9 In fact, given Cook’s concession at the evidentiary hearing that Rivers’s request for the Field Report was not unusual because his request for these reports was part of the daily routine in the cell block, Cook’s argument that he felt coerced can only apply to Rivers’s direction to write the USM-133 Use of Force Report. Given the fact that Cook’s statement in the two forms is identical, it is somewhat illogical for Cook to argue that the first statement was not a product of coercion but the second one was, as “the cat was out of the bag” before he even wrote the USM-133.
10 The same sliding scale of penalties is applied for refusal to cooperate in any government inquiry. (See Def.’s Mot. Ex. 2 [Dept. Of Justice and U.S. Marshals Service Table of Offenses and Penalties] P 19.)
11 Defense counsel has argued that Cook reasonably feared that he would be disciplined if he failed to follow his supervisor’s order. Whether this is true is legally irrelevant. In order for a statement to be compelled under Garrity, the officer must have an objectively reasonable fear of termination, not just of discipline. The Fifth Amendment “does not shield a person from every adverse social or economic consequence which may flow from testifying.” In re Grand Jury Proceedings, 835 F.2d 375, 376 (1st Cir. 1987). See also Chan v. Wodnicki, 123 F.3d 1005, 1009 (7th Cir. 1997) (“[T]he jurisprudence of the Supreme Court ... makes clear that not every consequence of invoking the Fifth Amendment is considered sufficiently severe to amount to coercion to waive the right.”).
12 Rivers testified on cross-examination that his collection of reports could be characterized as an “informal administrative investigation.” This characterization is of no relevance to the Garrity inquiry. As Griscavage explained, under USMS policy, an administrative investigation begins only with the referral of the complaint to the appropriate section of the Department of Justice, and any questioning of the subject employee after this point can only occur with Garrity protections.

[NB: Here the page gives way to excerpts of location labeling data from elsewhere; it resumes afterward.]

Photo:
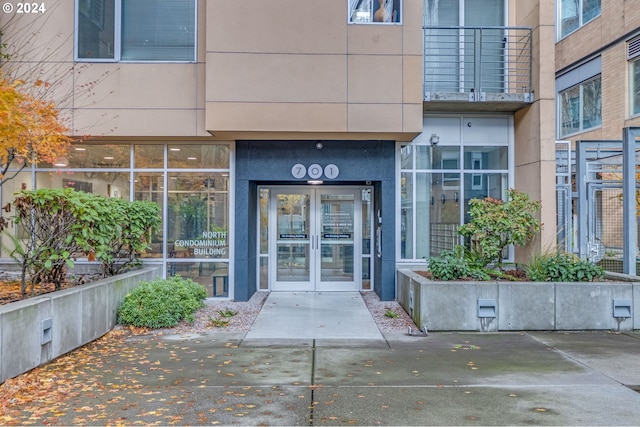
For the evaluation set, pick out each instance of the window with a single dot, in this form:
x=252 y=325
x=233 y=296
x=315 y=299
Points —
x=580 y=107
x=436 y=184
x=136 y=30
x=375 y=11
x=633 y=55
x=573 y=14
x=634 y=85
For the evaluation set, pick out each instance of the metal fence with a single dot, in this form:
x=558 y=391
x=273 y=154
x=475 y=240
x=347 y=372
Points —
x=590 y=210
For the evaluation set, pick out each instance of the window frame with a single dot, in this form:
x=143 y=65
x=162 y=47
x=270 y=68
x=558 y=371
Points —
x=353 y=5
x=581 y=22
x=633 y=94
x=580 y=86
x=117 y=39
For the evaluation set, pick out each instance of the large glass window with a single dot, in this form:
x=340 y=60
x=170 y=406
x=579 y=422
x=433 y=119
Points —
x=375 y=11
x=192 y=194
x=136 y=30
x=573 y=14
x=634 y=85
x=580 y=107
x=436 y=184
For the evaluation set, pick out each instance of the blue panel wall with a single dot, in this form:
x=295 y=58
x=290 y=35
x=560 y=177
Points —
x=270 y=163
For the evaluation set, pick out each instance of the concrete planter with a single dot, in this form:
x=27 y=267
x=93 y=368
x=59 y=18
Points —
x=37 y=330
x=514 y=306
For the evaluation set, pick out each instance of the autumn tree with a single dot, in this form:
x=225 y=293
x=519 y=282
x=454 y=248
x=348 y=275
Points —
x=30 y=129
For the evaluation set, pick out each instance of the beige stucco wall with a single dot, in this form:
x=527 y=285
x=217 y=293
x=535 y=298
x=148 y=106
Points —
x=304 y=72
x=534 y=125
x=617 y=18
x=106 y=99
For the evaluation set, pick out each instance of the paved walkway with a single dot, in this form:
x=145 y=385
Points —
x=314 y=315
x=581 y=378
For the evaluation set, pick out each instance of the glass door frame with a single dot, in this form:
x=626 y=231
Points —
x=314 y=239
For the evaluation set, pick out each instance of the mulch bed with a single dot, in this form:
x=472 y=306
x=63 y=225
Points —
x=514 y=275
x=10 y=290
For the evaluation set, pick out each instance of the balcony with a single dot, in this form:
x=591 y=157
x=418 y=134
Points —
x=477 y=68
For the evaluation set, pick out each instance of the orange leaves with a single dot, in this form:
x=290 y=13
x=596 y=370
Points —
x=30 y=128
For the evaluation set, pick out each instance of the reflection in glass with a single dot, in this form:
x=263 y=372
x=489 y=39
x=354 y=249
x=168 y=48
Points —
x=198 y=215
x=423 y=221
x=366 y=221
x=293 y=242
x=198 y=156
x=148 y=156
x=634 y=85
x=485 y=157
x=444 y=214
x=492 y=185
x=406 y=215
x=406 y=157
x=264 y=273
x=97 y=156
x=22 y=181
x=148 y=186
x=337 y=237
x=366 y=273
x=264 y=221
x=214 y=276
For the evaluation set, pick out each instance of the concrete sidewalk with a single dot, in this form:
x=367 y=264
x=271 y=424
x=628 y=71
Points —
x=583 y=378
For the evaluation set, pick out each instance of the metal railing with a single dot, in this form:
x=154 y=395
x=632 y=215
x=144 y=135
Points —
x=477 y=60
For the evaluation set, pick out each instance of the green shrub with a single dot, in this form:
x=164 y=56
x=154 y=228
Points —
x=496 y=224
x=562 y=267
x=162 y=303
x=457 y=263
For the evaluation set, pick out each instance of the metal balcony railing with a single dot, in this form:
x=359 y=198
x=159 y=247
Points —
x=478 y=63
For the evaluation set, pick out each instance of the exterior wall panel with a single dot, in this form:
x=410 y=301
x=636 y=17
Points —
x=295 y=57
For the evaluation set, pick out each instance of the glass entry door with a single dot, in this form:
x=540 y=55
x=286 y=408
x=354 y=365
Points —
x=315 y=241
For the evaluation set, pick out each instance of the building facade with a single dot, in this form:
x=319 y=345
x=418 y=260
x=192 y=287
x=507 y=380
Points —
x=598 y=94
x=294 y=145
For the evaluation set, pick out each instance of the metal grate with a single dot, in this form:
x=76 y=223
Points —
x=633 y=48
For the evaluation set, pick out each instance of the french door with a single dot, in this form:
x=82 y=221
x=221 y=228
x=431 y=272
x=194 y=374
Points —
x=315 y=241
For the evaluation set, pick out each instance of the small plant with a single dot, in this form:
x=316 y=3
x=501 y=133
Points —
x=218 y=323
x=562 y=267
x=496 y=224
x=227 y=313
x=457 y=263
x=162 y=303
x=391 y=314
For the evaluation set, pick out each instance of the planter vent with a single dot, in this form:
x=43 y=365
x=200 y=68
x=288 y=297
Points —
x=486 y=308
x=621 y=307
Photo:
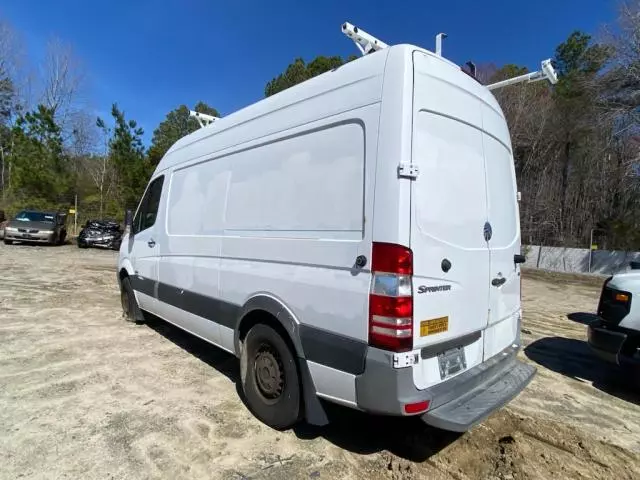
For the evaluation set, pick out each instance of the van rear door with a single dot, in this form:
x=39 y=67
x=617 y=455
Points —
x=448 y=223
x=504 y=244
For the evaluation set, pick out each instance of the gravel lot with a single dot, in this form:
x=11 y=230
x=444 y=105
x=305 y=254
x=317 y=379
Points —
x=83 y=394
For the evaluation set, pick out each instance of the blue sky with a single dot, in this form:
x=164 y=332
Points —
x=151 y=56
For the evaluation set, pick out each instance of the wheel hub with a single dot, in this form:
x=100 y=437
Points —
x=269 y=373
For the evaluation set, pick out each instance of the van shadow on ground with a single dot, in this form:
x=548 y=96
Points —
x=408 y=438
x=574 y=359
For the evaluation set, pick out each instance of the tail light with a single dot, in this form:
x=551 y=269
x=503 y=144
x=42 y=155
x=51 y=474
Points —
x=391 y=298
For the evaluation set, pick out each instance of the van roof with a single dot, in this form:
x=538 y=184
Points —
x=371 y=65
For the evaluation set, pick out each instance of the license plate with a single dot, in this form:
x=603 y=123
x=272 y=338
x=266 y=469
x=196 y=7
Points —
x=451 y=362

13 Cook incorrectly states that “[o]nce [a] citizen complaint report [is] forwarded to the Department of Justice, a criminal investigation is commenced to determine whether to bring charges based on the complaint.” (Def.’s Supp. Mem. at 4.) In fact, Griscavage testified that the decision whether to bring a criminal investigation is made by OIG and Civil Rights. A criminal investigation is not automatically initiated by the forwarding of the complaint to these sections.